Aller au contenu

Légendes bruxelloises/Beerke-Halff-Gericht

La bibliothèque libre.
Légendes bruxelloises (1903)
J. Lebègue & Cie (p. 167-171).

Beerke-Halff-Gericht


OÙ IL EST PROUVÉ QUE L'HOMME NE DOIT JAMAIS DÉSESPÉRER

La légende raconte que saint Denis ayant été décapité, se releva comme si de rien n'était et ramassa sa tête.

Nul ne pourrait dire qu'il a vu de pareille chose.

D'autre part, avoir eu le chef à moitié tranché par le bourreau, se remettre de sa blessure et vivre douze années encore, voilà évidemment un fait moins extraordinaire que le premier, mais plus croyable. Une semblable aventure arriva en effet un jour à Bruxelles. Dans les premières années du XVIe siècle, Charles, depuis Charles-Quint, régnant, le nommé Arnoul de Beer, ce qui signifie l’Ours en flamand, fut condamné à la décollation. C’était un vulgaire malfaiteur. Avait-il tué un homme et coupé sa victime en morceaux, ainsi que cela se passe de nos jours ; avait-il empoisonné, volé sur le grand chemin, en un mot, « causé quelque dommage » ? L’histoire ne le dit pas.

Quoi qu’il en soit, un jour de l’année 1515, le peuple se pressait sur le Grand Marché, où l’exécution devait avoir lieu. Selon l’usage, les échevins y assistaient des fenêtres de l’hôtel de ville, garnies de draps rouges.

Le condamné arriva bientôt.
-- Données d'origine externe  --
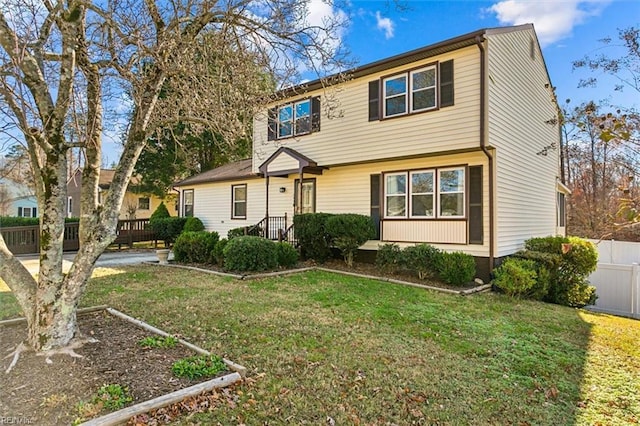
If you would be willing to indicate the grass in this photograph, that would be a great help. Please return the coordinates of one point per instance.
(321, 345)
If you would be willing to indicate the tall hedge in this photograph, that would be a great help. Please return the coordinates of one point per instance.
(568, 262)
(313, 238)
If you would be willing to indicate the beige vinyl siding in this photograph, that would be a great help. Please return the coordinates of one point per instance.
(347, 190)
(346, 135)
(435, 231)
(519, 107)
(212, 204)
(343, 189)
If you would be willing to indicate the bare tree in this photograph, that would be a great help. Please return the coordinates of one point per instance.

Il monta d’un pas assez ferme sur l’échafaud, reçut les dernières consolations du prêtre et s’agenouilla.

Le bourreau (scherprechter) lui avait bandé les yeux. Puis il saisit son glaive et un bruit sourd retentit. Le condamné tomba, la tête en avant.

L’arme, ayant mal porté, n’avait fait qu’une entaille profonde à la naissance du cou ; le sang ruisselait de sa blessure.

Le condamné se releva sur les genoux, tandis que des sanglots affreux sortaient de sa poitrine.

Un murmure d’horreur circula dans la foule. Ceux qui se trouvaient aux premiers rangs, pressés par les derniers, rompirent la ligne de soldats entourant l’échafaud. Ceux-ci eurent toutes les peines du monde à rétablir l’ordre.

Cependant, le bourreau se préparait à achever sa victime. Il brandit son glaive qui s’abaissa soudain. Mais soit que l’émotion fît trembler son bras, soit que la victime, hurlant et tressautant de douleur, l’empêchât de « viser » juste, ce deuxième coup, au lieu de séparer la tête du tronc, fit une seconde blessure à côté de la première. Le misérable se tordit de souffrance.

Alors ce fut parmi le peuple un frisson d’épouvante : des cris retentissaient, les moins sensibles étaient indignés de la maladresse de l’exécuteur. En un clin d’œil, les soldats furent refoulés, l’échafaud envahi et le bourreau renversé. Des gens le piétinaient, d’autres le frappaient ; on le traîna sur la place et on l’eût à coup sûr massacré, si des soldats n’étaient arrivés à temps et ne l’eussent arraché des mains de la populace. Une émeute faillit s’en suivre.

Qu’était devenu Arnoul de Beer ? À la faveur du tumulte, il avait disparu. Peut-être des complices ou des… collègues avaient-ils favorisé sa fuite. Peut-être, et le fait est plus probable, étaient-ce simplement de bons bourgeois qui, pris de pitié pour le malheureux supplicié, l’avaient conduit en lieu sûr.

On sait du moins qu’il se réfugia au couvent des Récollets qui exista près de l’église de Saint-Nicolas jusqu’en 1796. Il y reçut les soins que nécessitait son état et… il guérit. Plus tard, il se retira à Berg-op-Zoom et y vécut encore douze ans. Il y était connu sous le nom de Beerke-Halff-Gericht, « de Beer à moitié justicié », dont on a fait « le petit ours à moitié justicié ».